NEW ORLEANS (AP) - The family of a man who was shot and his body burned by New Orleans police say the coroner is dragging his feet on their request to classify the death as a homicide.

Henry Glover’s relatives said Saturday that they’re asking state Attorney General Buddy Caldwell to look at Dr. Frank Minyard’s recent actions.

Caldwell’s office did not immediately respond Sunday to a request for comment.

Former officer David Warren has testified that he shot at Glover. Other officers burned a car with Glover’s body in it.

The family hopes that if the death is ruled a homicide, state prosecutors would go after a murder charge against Warren, who was acquitted of federal civil-rights charges.

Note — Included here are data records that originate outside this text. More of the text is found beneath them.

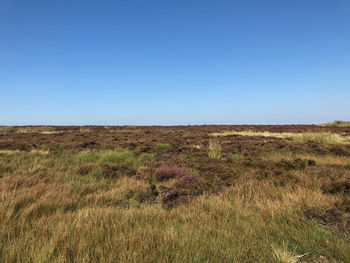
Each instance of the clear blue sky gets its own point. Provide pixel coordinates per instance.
(174, 62)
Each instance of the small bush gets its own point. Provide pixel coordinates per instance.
(112, 170)
(214, 149)
(160, 147)
(166, 173)
(341, 186)
(193, 183)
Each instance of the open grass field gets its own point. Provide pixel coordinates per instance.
(175, 194)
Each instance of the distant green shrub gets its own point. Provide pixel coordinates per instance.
(162, 146)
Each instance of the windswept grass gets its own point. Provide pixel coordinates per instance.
(321, 137)
(91, 206)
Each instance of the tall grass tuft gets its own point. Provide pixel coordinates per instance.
(214, 150)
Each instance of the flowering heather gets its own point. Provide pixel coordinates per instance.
(172, 197)
(190, 182)
(166, 173)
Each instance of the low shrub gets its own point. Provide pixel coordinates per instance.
(160, 147)
(192, 183)
(166, 173)
(341, 186)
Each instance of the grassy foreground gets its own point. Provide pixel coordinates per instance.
(93, 206)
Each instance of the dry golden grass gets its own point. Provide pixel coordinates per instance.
(51, 213)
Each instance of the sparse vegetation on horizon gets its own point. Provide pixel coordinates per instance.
(336, 124)
(319, 137)
(110, 197)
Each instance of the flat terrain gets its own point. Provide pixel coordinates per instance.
(175, 194)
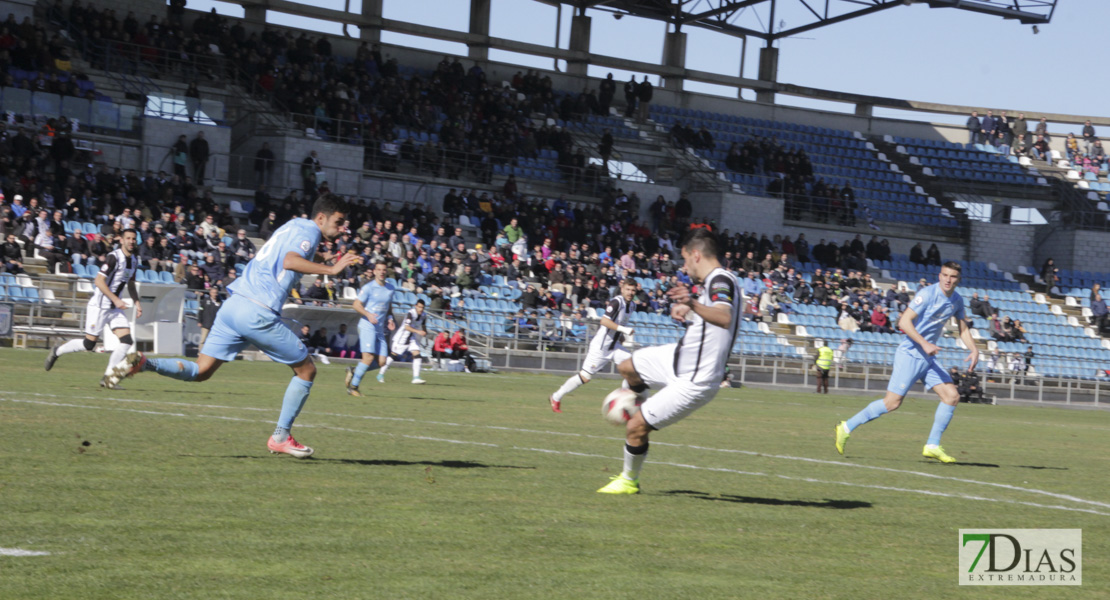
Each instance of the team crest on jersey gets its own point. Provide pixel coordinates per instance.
(720, 292)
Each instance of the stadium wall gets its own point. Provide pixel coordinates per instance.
(1008, 246)
(160, 134)
(1072, 248)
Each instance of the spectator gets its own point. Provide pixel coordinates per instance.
(199, 153)
(180, 153)
(11, 255)
(1049, 275)
(974, 128)
(1088, 136)
(210, 304)
(310, 168)
(1098, 312)
(263, 164)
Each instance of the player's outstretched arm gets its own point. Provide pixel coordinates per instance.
(906, 323)
(300, 264)
(972, 358)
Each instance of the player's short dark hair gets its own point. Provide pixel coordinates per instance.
(703, 241)
(329, 204)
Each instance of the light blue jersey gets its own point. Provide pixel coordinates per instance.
(377, 300)
(265, 280)
(934, 309)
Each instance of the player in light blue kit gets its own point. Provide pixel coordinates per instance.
(922, 323)
(375, 305)
(252, 315)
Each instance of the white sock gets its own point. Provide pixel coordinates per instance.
(118, 355)
(71, 346)
(633, 464)
(568, 386)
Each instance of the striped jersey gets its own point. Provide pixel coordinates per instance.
(617, 311)
(118, 270)
(702, 354)
(414, 321)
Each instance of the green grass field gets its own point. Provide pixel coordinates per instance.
(471, 487)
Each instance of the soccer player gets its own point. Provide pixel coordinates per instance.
(689, 372)
(922, 323)
(410, 338)
(375, 305)
(605, 346)
(107, 308)
(252, 315)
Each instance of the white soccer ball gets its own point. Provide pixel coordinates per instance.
(621, 405)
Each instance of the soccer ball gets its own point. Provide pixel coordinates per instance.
(621, 405)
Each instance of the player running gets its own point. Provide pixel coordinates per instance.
(922, 323)
(107, 309)
(252, 315)
(689, 372)
(605, 346)
(410, 338)
(375, 305)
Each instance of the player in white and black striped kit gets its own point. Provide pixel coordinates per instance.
(409, 338)
(690, 370)
(107, 309)
(605, 346)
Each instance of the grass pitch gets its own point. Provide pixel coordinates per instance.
(470, 487)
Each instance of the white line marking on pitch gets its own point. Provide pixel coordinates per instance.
(21, 552)
(587, 436)
(545, 450)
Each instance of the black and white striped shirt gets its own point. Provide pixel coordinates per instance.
(118, 270)
(703, 352)
(617, 311)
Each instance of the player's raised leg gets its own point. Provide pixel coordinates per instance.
(871, 412)
(636, 439)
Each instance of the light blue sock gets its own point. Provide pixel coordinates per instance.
(940, 420)
(873, 410)
(359, 372)
(295, 395)
(172, 367)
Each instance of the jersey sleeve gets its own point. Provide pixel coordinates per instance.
(722, 290)
(303, 242)
(109, 266)
(960, 314)
(612, 309)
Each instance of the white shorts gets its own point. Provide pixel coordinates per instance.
(96, 319)
(677, 397)
(597, 358)
(412, 346)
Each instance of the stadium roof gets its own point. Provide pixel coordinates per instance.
(775, 19)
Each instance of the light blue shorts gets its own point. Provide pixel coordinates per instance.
(372, 339)
(911, 366)
(240, 323)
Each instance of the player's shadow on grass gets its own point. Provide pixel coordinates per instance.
(389, 463)
(843, 505)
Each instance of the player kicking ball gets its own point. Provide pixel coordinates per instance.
(252, 315)
(605, 346)
(922, 323)
(689, 372)
(375, 306)
(410, 339)
(107, 309)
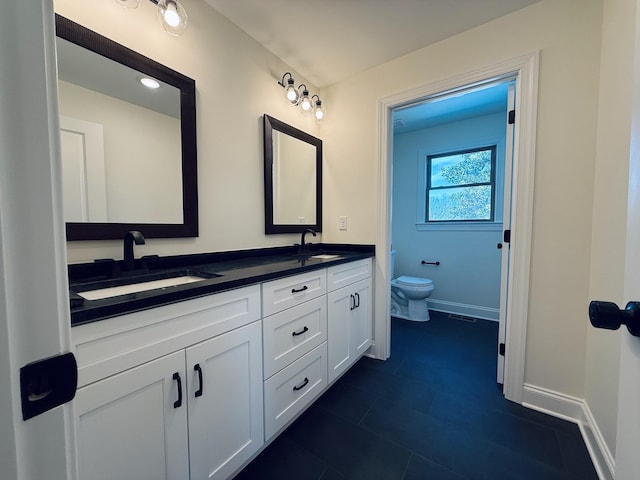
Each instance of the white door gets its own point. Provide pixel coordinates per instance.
(628, 432)
(84, 191)
(506, 225)
(36, 326)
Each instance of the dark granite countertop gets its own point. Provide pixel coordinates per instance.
(228, 270)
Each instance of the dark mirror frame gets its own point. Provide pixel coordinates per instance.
(91, 40)
(271, 124)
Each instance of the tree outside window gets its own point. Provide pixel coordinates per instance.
(461, 185)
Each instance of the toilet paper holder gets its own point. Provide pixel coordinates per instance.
(609, 316)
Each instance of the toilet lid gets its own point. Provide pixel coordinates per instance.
(414, 281)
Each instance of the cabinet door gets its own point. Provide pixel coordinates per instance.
(128, 427)
(349, 325)
(339, 305)
(361, 319)
(225, 408)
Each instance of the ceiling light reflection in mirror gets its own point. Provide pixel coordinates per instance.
(104, 107)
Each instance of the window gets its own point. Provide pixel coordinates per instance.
(461, 185)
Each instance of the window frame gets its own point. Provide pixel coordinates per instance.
(493, 147)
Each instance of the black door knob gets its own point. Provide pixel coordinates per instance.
(608, 315)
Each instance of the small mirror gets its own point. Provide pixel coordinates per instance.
(128, 151)
(292, 178)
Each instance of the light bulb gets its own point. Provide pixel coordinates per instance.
(291, 92)
(150, 82)
(305, 104)
(171, 15)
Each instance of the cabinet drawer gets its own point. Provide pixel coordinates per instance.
(290, 334)
(284, 293)
(339, 276)
(290, 390)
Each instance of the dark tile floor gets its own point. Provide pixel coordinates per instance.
(432, 411)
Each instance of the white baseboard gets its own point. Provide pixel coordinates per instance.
(577, 411)
(464, 309)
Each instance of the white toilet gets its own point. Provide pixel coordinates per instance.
(409, 295)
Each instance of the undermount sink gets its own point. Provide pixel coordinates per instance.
(143, 284)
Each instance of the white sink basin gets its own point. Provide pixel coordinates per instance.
(109, 292)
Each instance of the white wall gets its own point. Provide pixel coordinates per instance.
(469, 272)
(236, 82)
(567, 33)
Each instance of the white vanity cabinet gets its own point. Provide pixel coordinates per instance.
(127, 425)
(139, 410)
(350, 314)
(225, 408)
(194, 389)
(295, 347)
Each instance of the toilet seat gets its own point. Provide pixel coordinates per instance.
(413, 281)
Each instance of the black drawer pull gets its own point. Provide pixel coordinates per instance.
(300, 332)
(178, 403)
(302, 385)
(197, 368)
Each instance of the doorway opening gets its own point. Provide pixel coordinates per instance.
(524, 73)
(451, 191)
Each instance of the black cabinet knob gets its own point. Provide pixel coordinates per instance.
(608, 315)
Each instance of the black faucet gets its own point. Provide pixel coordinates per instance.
(303, 246)
(129, 238)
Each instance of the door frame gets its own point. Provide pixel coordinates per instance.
(525, 69)
(34, 301)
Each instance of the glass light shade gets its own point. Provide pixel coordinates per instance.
(172, 17)
(305, 102)
(292, 93)
(130, 4)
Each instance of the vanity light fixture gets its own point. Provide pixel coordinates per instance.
(300, 97)
(318, 111)
(171, 15)
(289, 89)
(305, 100)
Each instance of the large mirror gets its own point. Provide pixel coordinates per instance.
(128, 151)
(292, 178)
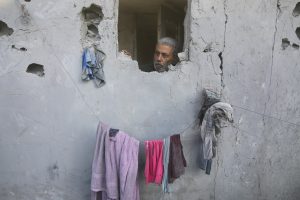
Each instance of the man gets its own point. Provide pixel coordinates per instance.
(165, 54)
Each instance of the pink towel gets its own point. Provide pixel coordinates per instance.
(154, 161)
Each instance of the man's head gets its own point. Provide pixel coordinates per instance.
(165, 54)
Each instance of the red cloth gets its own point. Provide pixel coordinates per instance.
(154, 161)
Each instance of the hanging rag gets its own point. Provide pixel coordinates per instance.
(166, 148)
(115, 166)
(216, 117)
(92, 65)
(177, 162)
(210, 98)
(154, 161)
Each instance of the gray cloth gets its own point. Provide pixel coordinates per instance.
(214, 119)
(211, 98)
(92, 65)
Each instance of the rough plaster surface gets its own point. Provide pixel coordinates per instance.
(48, 123)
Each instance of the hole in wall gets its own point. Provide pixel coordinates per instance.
(285, 43)
(295, 46)
(20, 49)
(296, 11)
(142, 23)
(92, 31)
(298, 32)
(36, 69)
(92, 17)
(5, 30)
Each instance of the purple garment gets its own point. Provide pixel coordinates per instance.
(115, 166)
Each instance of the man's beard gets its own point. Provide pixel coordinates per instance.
(160, 68)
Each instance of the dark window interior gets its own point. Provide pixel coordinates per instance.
(143, 22)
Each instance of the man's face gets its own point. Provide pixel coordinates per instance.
(163, 56)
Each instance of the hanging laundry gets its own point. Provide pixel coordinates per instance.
(166, 148)
(115, 166)
(92, 65)
(177, 162)
(210, 98)
(154, 161)
(216, 117)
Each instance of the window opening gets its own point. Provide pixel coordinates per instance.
(142, 23)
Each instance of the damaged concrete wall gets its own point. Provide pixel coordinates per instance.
(247, 50)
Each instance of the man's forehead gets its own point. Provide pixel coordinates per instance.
(164, 48)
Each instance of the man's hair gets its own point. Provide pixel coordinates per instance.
(172, 43)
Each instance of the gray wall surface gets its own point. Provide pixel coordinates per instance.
(48, 123)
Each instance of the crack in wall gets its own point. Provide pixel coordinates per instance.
(224, 44)
(278, 11)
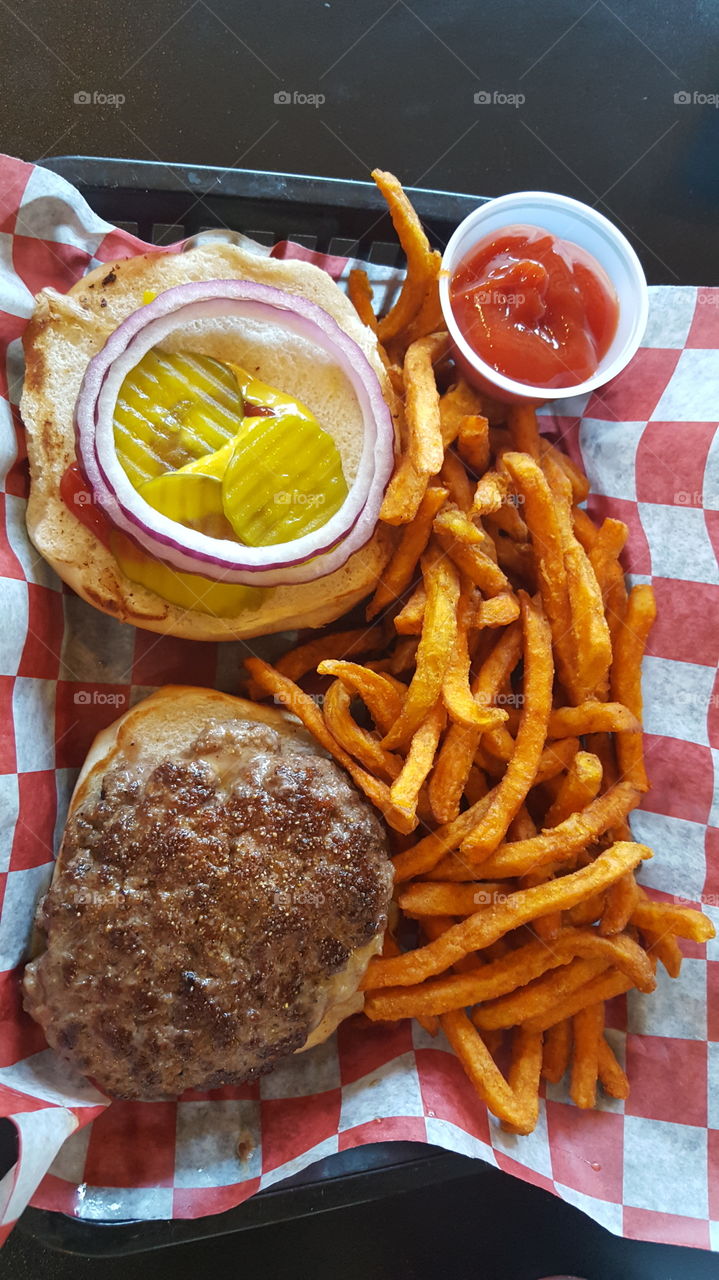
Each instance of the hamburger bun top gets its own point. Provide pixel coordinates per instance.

Minyard said Wednesday that he’s asking Caldwell whether he can consider non-forensic evidence such as trial testimony and photographs.

He told WVUE-TV (https://bit.ly/1jfZucf ) on Saturday that he agrees that the death should be re-classified a homicide.

The problem, he said, is lack of forensic evidence of homicide. He agreed to reopen the case after Glover’s family protested at his office.

He emphasized Saturday that he felt bad for the family: “It’s just a horrible situation,” he told The Times-Picayune (https://bit.ly/1bsFj6E ).

Officials from several organizations joined the family at a news conference Saturday.

The Rev. Ernest Johnson, president of the state conference of the National Association for the Advancement of Colored People, said the groups planned to ask Caldwell about the “unlawful killing of Mr. Glover” and the “malfeasance” of the coroner for not having issued a ruling on the death.

“The coroner has a duty and a responsibility in the position that he serves, to go ahead and make a final decision,” Johnson said. “This kicking the can down the street is kicking this family down the street.”

“Malfeasance?” Minyard asked. He said he’s been trying for 40 years as coroner to do the right thing.

“I understand the family has been through a lot. I feel for them. We’ve got to do what’s legal and what’s right,” he said.